Blog posted by: Collaborate CIC, 01 December 2017.

A chance is emerging for our sector to improve the way public services are delivered within our places, but it requires a significant culture shift — and a willingness to work together, explains Dr. Henry Kippin.

This article was originally published in The MJ, on the 22nd November 2017.

Vanilla Ice famously told us to “stop, collaborate and listen”. I think we should take his advice, but perhaps change the order. The aftermath of a budget and a round of devolution deals is a good time to stop. Take stock. Ask where we are on the fundamental question of place leadership within a public service landscape that remains in great flux.

The opportunities are there for a step change in the way we deliver public services within our places. But only if we are prepared to work together in ways that challenge some of the prevailing cultures in our sector. Crucially, this requires new relationships across agencies and with central government – getting us beyond ‘deal making’ and into a grown up relationship that makes a possibility of system change through collaboration. This is the challenge for local leaders, and it will define the future success of our city regions.

There are three reasons to believe this.

First, because the operating context for public services is changing. The world out there — and indeed what Mark Moore called the ‘authorising environment’ — is getting more complex. We know, for example, that more people are living with complex and multiple needs — currently 25 out of every 1,000 and growing, according to the Lankelly Chase Foundation. Society is getting older — putting an extra 5% points on to GDP by 2050 according to some predictions. But don’t project forward more and more versions of your nan, because this increasingly complex, digital and demanding society is the one we are going to be caring for later. Public leaders are already forced to cope with rising and shifting demand. But we are in the foothills of what is to come.

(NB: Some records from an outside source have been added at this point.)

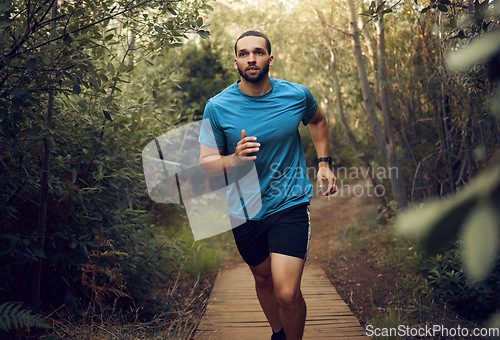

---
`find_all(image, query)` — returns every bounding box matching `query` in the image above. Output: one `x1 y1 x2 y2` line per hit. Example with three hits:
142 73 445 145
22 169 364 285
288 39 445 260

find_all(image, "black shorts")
232 203 311 266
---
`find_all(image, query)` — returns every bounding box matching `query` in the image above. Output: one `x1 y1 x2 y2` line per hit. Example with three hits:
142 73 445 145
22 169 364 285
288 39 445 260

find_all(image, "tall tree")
348 0 408 208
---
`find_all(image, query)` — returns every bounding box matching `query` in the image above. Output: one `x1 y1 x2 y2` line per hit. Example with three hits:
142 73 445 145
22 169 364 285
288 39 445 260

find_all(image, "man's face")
234 36 274 83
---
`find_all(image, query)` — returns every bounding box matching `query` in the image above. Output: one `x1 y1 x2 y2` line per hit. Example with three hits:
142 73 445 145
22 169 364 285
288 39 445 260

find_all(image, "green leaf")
29 125 42 137
73 84 82 94
462 203 500 282
198 30 210 39
446 30 500 72
26 58 37 71
376 1 385 13
0 0 12 13
42 55 52 66
420 6 431 14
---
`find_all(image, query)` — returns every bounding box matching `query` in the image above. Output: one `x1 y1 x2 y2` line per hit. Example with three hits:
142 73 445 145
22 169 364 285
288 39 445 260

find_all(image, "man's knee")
275 286 301 308
253 273 273 288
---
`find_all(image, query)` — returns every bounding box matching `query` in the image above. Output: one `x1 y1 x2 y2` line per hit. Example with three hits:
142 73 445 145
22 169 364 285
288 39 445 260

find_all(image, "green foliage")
0 302 51 334
0 0 215 324
420 247 500 322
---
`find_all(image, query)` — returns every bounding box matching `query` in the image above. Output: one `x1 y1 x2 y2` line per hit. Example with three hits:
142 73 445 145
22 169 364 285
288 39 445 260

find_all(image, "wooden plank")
194 263 367 340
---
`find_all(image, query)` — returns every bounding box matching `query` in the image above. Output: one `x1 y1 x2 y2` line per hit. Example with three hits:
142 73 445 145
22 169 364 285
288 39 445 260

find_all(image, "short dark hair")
234 31 271 56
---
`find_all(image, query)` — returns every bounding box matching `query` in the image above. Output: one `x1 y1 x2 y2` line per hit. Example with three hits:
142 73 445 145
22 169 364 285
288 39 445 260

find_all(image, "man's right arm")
200 130 260 176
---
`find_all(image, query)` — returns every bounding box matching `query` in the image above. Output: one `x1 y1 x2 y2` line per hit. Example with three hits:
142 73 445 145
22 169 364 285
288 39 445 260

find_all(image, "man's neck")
238 76 272 97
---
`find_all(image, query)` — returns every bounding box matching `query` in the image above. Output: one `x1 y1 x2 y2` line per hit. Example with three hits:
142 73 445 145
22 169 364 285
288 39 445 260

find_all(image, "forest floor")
215 178 400 326
309 179 400 327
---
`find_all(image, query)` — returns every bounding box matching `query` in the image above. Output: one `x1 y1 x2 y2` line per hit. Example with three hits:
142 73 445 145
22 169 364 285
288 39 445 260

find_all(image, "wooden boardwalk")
194 262 367 340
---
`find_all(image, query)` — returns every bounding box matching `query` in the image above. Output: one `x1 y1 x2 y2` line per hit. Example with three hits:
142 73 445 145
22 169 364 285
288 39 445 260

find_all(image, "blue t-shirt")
199 78 317 220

Second, we are experiencing a quite fundamental breaking of the economic and public service model we have lived with since the 1940s, and which William Beveridge famously sketched in his report published 75 years ago. Not only have societal norms shifted, but the universal welfare model is no more, and the relationship between welfare, skills, jobs and prosperity is broken. Evidence from the Joseph Rowntree Foundations suggests that around half of families in poverty have a family member in work. A child of 3 experiencing poverty can be expected to lag behind their peers for their whole life to come. Our model of public services was designed for a different age, and it can no longer cope.

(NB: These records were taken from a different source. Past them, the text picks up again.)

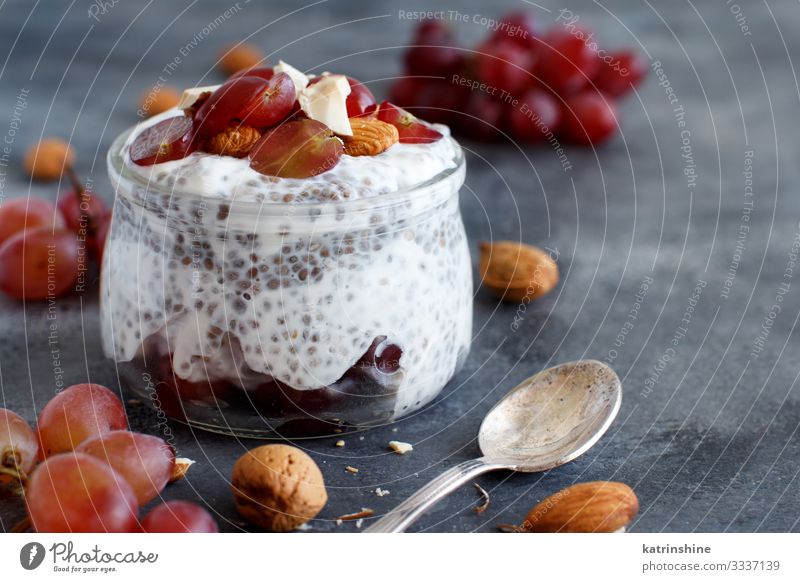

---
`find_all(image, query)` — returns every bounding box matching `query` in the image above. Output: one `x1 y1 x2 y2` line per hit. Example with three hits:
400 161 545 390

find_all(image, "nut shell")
480 241 559 302
218 43 264 75
23 137 75 180
205 125 261 158
231 445 328 532
519 481 639 533
342 117 400 156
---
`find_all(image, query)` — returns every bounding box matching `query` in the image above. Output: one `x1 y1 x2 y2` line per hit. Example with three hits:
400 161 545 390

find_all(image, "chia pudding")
101 76 472 436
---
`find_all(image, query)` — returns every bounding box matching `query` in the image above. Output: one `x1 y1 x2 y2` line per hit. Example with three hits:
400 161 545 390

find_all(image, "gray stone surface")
0 0 800 532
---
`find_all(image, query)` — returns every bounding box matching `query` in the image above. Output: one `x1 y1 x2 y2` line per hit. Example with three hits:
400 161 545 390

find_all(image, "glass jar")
101 132 472 438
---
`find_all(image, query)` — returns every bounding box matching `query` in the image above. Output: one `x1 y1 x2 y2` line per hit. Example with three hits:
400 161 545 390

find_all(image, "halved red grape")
130 116 195 166
228 67 275 81
142 501 219 533
194 75 272 136
0 226 81 300
0 408 39 483
250 119 344 178
38 384 128 457
475 41 535 97
593 49 647 97
242 73 297 127
75 430 175 505
25 453 139 533
536 28 600 95
0 196 64 244
508 89 561 142
378 101 442 143
559 91 617 145
308 75 376 117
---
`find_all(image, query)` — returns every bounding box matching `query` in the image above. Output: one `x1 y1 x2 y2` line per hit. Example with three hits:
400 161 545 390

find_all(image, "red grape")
460 93 503 141
0 226 82 300
508 89 561 142
25 453 139 533
490 10 538 51
75 430 175 505
142 501 219 533
378 101 442 143
559 91 617 145
242 73 297 127
0 408 39 483
194 75 270 136
594 49 647 97
38 384 128 457
58 188 107 232
475 41 535 94
535 28 600 95
0 197 64 244
130 116 195 166
250 119 344 178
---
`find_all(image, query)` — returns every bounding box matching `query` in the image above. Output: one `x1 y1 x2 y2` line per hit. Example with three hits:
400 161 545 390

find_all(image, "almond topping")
205 125 261 158
342 117 400 156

Third, our social contract — the ‘deal’ that holds society together — is hanging by a thread. In professions like law, medicine and the media, who your parents are is still a massive determinant of your success. The provision and burden of welfare is — rightly or wrongly — shifting slowly but surely away from the state. And Nye Bevan’s famous dream of “every bedpan dropped on a hospital floor resonating in the corridors of Westminster” is hanging by a thread as the NHS rightly begins to shift towards models of accountable care that are more locally determined. If we are truly in the era of movements, not organisations, then the deal that binds society will need to change.